O premiê iraquiano, Adel Abdul Mahdi, classificou o ataque de quinta-feira de uma "descarada violação da soberania" do país e um "ataque evidente contra a dignidade da nação".
O Parlamento iraquiano agendou uma reunião emergencial neste domingo.
O Irã já patrocina diversas milícias xiitas no vizinho Iraque. Soleimani, por sinal, estava em Bagdá em um comboio com uma dessas milícias quando foi morto.
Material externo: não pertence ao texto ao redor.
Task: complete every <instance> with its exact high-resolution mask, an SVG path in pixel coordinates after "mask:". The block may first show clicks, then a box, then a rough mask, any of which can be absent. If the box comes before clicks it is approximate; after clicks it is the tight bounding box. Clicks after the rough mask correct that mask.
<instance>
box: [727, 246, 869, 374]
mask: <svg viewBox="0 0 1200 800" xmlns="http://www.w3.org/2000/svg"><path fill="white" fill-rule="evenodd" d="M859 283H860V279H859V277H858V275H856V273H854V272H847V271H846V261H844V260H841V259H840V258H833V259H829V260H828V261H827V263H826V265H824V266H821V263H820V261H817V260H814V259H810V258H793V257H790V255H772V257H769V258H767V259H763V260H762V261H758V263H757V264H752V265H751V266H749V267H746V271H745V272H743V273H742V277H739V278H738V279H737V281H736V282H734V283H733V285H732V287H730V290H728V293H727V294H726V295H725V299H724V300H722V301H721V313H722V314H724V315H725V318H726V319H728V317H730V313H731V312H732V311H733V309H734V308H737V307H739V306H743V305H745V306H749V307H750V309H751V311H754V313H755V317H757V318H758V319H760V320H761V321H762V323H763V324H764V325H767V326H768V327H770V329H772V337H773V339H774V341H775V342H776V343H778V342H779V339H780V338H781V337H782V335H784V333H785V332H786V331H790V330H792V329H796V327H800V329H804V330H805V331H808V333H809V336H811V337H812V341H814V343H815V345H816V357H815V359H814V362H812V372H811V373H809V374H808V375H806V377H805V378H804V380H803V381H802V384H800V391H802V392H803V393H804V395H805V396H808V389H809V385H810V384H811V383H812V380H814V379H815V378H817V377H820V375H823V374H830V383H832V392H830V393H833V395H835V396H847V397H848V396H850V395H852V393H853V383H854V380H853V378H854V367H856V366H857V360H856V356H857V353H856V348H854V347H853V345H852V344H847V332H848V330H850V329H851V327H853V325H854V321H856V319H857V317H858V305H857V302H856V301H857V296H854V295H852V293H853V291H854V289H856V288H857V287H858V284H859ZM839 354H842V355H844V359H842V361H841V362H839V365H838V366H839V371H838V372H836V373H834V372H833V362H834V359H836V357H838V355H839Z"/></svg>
Agora, o Iraque está na difícil posição de aliado tanto dos EUA quanto do Irã (ambos os países são de maioria xiita, ao contrário da maior parte do Oriente Médio, de maioria sunita). Milhares de soldados americanos permanecem no país para ajudar no combate ao Estado Islâmico, mas agora o governo iraquiano afirma que os EUA ultrapassaram os limites de seu acordo com o país.
"Todos estão advertindo a respeito da reação iraniana, mas e quanto ao Iraque? Os EUA conduziram um ataque em sua capital, em seu aeroporto nacional, matando diversos iraquianos proeminentes além de um visitante oficial do Irã (em referência a Soleimani)", lembra, via Twitter, o diplomata americano James Dobbins, analista da Rand Corporation, organização de consultoria em política externa nos EUA.
"É difícil acreditar que o governo iraquiano continuará a dar boas-vindas a tropas americanas e conceder-lhes imunidade. Mesmo que o Irã não faça nada, esse ataque pode lhes entregar um contrabalanceamento da influência americana (no Iraque)."